Графики явно были самыми, говоря современным языком, продвинутыми художниками в тогдашних творческих союзах. Это предполагало широту взглядов. Официоз требовал непримиримости по отношению к любому инакомыслию, тем более – к институционально оформленному (по крайней мере, на уровне групповой идентификации) в виде неофициального искусства. Логика борьбы требовала непримиримости и от андеграунда. В пылу обид был соблазн (и позднее, в конце восьмидесятых, перед этим соблазном многие летописцы художественной эпохи не устояли) вообще свести все содержание художественного процесса к победе подвижников и бунтарей андеграунда над охранительством и конформизмом. Однако в силу этой самой широты интересов графика оказалась сферой, так сказать, общепримиряющей. И дело не только в том, что графикой кормилась тогда большая группа наиболее передовых деятелей «другого искусства». Просто она нашла опору не в конфронтации, идеологической и институциональной, а в моментах онтологических. Хотя бы в дематериализации реального плана и материализации плана метафизического у В. Фаворского… В щемяще-экзистенциальных отношениях женской фигурки и пространственных планов у П. Басманова… В чаше-купольных композиционных построениях В. Стерлигова… В спиритуальной формульности Б. Ермолаева…

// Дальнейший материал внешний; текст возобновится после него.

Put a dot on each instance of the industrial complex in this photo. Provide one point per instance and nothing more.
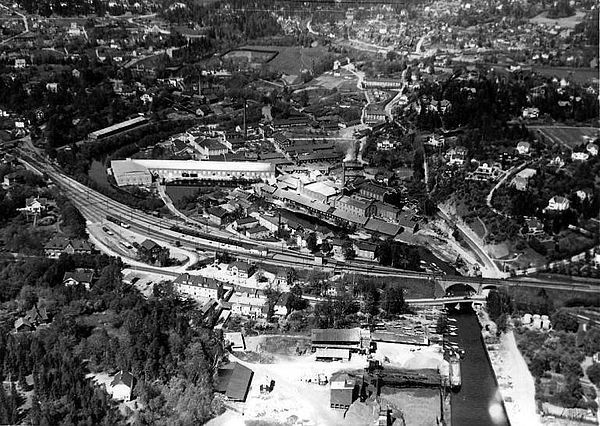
(141, 172)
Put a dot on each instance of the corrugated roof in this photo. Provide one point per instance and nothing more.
(325, 335)
(234, 380)
(333, 353)
(382, 227)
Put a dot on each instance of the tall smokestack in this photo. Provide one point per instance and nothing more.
(245, 128)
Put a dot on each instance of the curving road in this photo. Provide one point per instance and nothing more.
(95, 206)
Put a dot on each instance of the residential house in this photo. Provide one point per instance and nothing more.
(150, 249)
(523, 148)
(13, 178)
(534, 226)
(374, 191)
(343, 391)
(365, 250)
(457, 156)
(258, 232)
(531, 112)
(579, 156)
(236, 340)
(240, 270)
(198, 287)
(211, 148)
(557, 204)
(35, 205)
(385, 145)
(59, 245)
(254, 308)
(585, 194)
(557, 161)
(218, 215)
(234, 381)
(122, 386)
(34, 318)
(521, 179)
(81, 276)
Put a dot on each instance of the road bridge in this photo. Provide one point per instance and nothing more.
(442, 301)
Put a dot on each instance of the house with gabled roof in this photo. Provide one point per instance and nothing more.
(122, 386)
(198, 287)
(35, 205)
(557, 204)
(80, 276)
(240, 270)
(59, 245)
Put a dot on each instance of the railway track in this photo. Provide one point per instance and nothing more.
(95, 207)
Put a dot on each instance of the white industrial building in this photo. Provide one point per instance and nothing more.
(140, 172)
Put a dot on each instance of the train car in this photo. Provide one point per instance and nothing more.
(113, 219)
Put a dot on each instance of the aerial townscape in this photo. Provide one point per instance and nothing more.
(299, 213)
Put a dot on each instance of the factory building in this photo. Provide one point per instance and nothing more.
(141, 172)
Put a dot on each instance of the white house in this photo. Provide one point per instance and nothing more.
(240, 270)
(523, 148)
(197, 287)
(35, 205)
(531, 112)
(558, 204)
(121, 386)
(579, 156)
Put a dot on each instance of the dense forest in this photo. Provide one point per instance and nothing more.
(112, 327)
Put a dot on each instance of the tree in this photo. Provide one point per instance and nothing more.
(593, 373)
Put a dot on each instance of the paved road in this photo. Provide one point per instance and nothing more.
(94, 206)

Вместе с тем нельзя забывать: обновление графического происходило в парадигме пусть репрессированной и реактуализированной, но традиции. В Ленинграде – это прежде всего традиция В. Лебедева, большей частью периода его рисунков плотницким карандашом и более поздних ню, обогащенная рисовальным опытом Пикассо, от периода аналитического кубизма до энгровского этапа, может быть, Сегонзака и Дюфи. К ней примыкала матюшинская линия, а также более локальные – рудаковская, акимовская и др. Два поколения ленинградских рисовальщиков (от прямых учеников этих мастеров до тогдашней молодежи – Т. Шишмарева, В. Власов, В. Курдов, Н. Костров, В. Матюх, Б. Власов, А. Сколозубов, А. и Г. Трауготы и др.) опирались на ресурс этих традиций. В Москве традиция была не столь кристаллизована, но и здесь считывались истоки: В. Фаворский, П. Митурич, В. Чекрыгин, А. Тышлер, А. Гончаров. Для молодых тогда «западников» Ю. Красного, Л. Збарского, Б. Маркевича и др. исключительно важен оставался пример рисования П. Пикассо и Матисса. В мою задачу не входит сколько-нибудь подробный очерк обновления графической традиции начиная со второй половины 1950-х. Важно констатировать: за десять с небольшим лет был создан современный рисуночный стиль, энергичный, адекватный надеждам на обновление жизни, претворивший многообразные традиции модернистского толка, вполне свободный от идеологических и дидактических обременений предшествующего периода.